An IRA, or Individual Retirement Account, can offer several benefits that make it easier for people to save for the future while lowering your tax burden. Over time, your Core Wealth IRA can blossom into a significant amount of money, even if you only contribute a modest amount each year. Before you decide to open an IRA, though, you should understand the benefits and details of these accounts.
Types of IRA Accounts
There are five types of IRA accounts
- Traditional IRA
- Roth IRA
- SEP IRA
- SIMPLE IRA
- Self-Directed IRA
The traditional and Roth IRA accounts are by far the most popular options. If you own your own business, however, you might consider starting a SEP IRA account, which acts like a company pension plan for the self-employed.
Benefits of a Traditional IRA
Traditional IRA accounts give their owners immediate tax benefits. The IRS considers money contributed to a traditional IRA has non-taxable income. The IRS will collect taxes on the money that you withdraw from the account during retirement. For most people, though, it makes sense to prolong this tax burden because they fall into lower tax brackets during retirement. That means they spend less on taxes during the course of their lives.

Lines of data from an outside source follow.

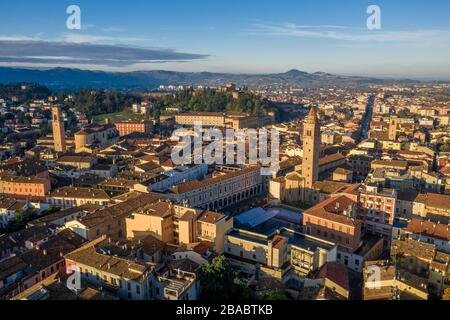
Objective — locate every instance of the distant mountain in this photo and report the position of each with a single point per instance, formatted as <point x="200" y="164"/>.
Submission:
<point x="72" y="79"/>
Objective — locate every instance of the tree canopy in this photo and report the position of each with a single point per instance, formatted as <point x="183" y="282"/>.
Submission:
<point x="220" y="282"/>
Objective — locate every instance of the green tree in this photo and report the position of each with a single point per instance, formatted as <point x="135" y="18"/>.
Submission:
<point x="220" y="282"/>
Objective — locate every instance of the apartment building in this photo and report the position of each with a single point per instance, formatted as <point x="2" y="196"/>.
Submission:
<point x="335" y="220"/>
<point x="377" y="209"/>
<point x="432" y="206"/>
<point x="94" y="136"/>
<point x="179" y="225"/>
<point x="429" y="232"/>
<point x="235" y="120"/>
<point x="207" y="119"/>
<point x="110" y="221"/>
<point x="127" y="127"/>
<point x="221" y="191"/>
<point x="8" y="209"/>
<point x="183" y="174"/>
<point x="275" y="253"/>
<point x="424" y="261"/>
<point x="68" y="197"/>
<point x="20" y="187"/>
<point x="128" y="279"/>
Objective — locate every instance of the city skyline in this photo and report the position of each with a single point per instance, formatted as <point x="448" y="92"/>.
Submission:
<point x="234" y="37"/>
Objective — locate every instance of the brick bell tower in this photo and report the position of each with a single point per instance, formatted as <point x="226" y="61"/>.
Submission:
<point x="311" y="144"/>
<point x="59" y="134"/>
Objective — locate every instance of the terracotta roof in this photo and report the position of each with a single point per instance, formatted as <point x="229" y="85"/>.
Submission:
<point x="331" y="158"/>
<point x="434" y="200"/>
<point x="195" y="184"/>
<point x="415" y="248"/>
<point x="75" y="192"/>
<point x="210" y="217"/>
<point x="336" y="272"/>
<point x="429" y="229"/>
<point x="331" y="209"/>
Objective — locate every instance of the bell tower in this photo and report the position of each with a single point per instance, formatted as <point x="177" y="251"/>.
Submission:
<point x="311" y="144"/>
<point x="59" y="134"/>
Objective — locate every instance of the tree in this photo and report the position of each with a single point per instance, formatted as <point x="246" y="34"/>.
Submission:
<point x="274" y="295"/>
<point x="220" y="282"/>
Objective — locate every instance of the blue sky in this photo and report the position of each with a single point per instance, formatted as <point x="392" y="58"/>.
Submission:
<point x="246" y="36"/>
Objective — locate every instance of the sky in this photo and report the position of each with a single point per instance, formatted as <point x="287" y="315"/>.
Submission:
<point x="234" y="36"/>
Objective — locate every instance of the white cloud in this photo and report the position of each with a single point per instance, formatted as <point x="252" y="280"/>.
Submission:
<point x="18" y="38"/>
<point x="351" y="34"/>
<point x="98" y="39"/>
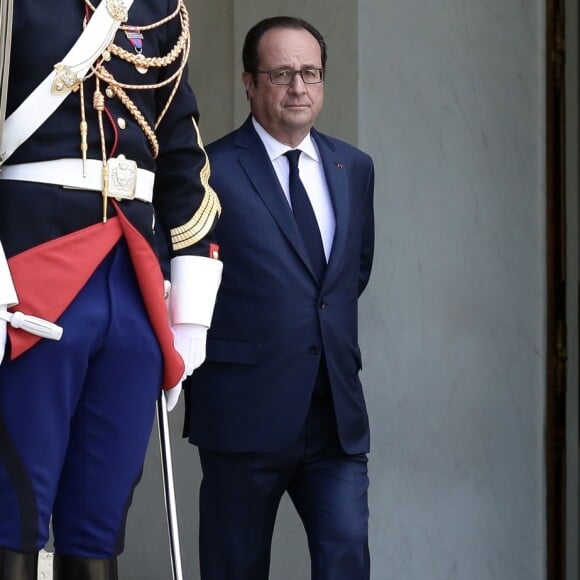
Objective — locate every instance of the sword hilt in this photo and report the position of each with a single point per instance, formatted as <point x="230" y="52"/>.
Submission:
<point x="33" y="324"/>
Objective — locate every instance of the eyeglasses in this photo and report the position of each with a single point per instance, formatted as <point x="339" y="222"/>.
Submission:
<point x="284" y="76"/>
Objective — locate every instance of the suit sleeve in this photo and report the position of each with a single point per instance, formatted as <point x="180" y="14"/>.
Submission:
<point x="368" y="235"/>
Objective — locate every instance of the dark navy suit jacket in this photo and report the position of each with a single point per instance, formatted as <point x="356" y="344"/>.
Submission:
<point x="273" y="321"/>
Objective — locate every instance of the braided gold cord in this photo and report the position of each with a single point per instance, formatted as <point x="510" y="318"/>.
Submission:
<point x="180" y="48"/>
<point x="146" y="26"/>
<point x="138" y="116"/>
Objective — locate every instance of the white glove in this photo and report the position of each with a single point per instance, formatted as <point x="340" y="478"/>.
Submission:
<point x="189" y="341"/>
<point x="3" y="333"/>
<point x="191" y="297"/>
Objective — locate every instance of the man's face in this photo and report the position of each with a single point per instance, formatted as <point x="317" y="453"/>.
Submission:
<point x="287" y="112"/>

Investors with traditional Core Wealth IRA accounts can also choose to switch over to Roth IRA accounts. This can offer additional advantages as your financial situation changes throughout life. Investors who start with Roth IRA accounts, however, cannot convert them to traditional accounts.
Benefits of a Roth IRA
Investors pay money on their Roth IRA contributions, but they do not have to pay taxes on the money that they withdraw from their accounts after retirement. Many people prefer paying taxes early in life while they have a steady source of income. That way, they don’t have to worry about paying as many taxes after retirement.
Roth IRAs will even let investors withdraw up to $10,000 without tax penalties before retirement, as long as they use the money to purchase a principal residence. Using this option can increase one’s down payment, thus lowering the overall interest that they pay their mortgage holder.
Contributing Money to Core Wealth IRA Accounts
Traditional and Roth IRAs have contribution limits. Currently, people age 49 and under can contribute up to $5,000 and people age 50 and over can contribute $6,000 per year. Limits should increase in coming years. Both types of accounts have the same contribution limits, so that shouldn’t have a large impact when deciding which option works best for you.
IRAs, like all investments, involve some level of risk. Typically, though, IRAs work well because they spread investments out over several markets. If one falters, the others can lessen the financial blow. Core Wealth can also help IRA investors choose a level of risk that matches their expectations. In many cases, young people find that they benefit from riskier investments. As they age, though, they might need to change their approach to making sure they keep the money they have already earned.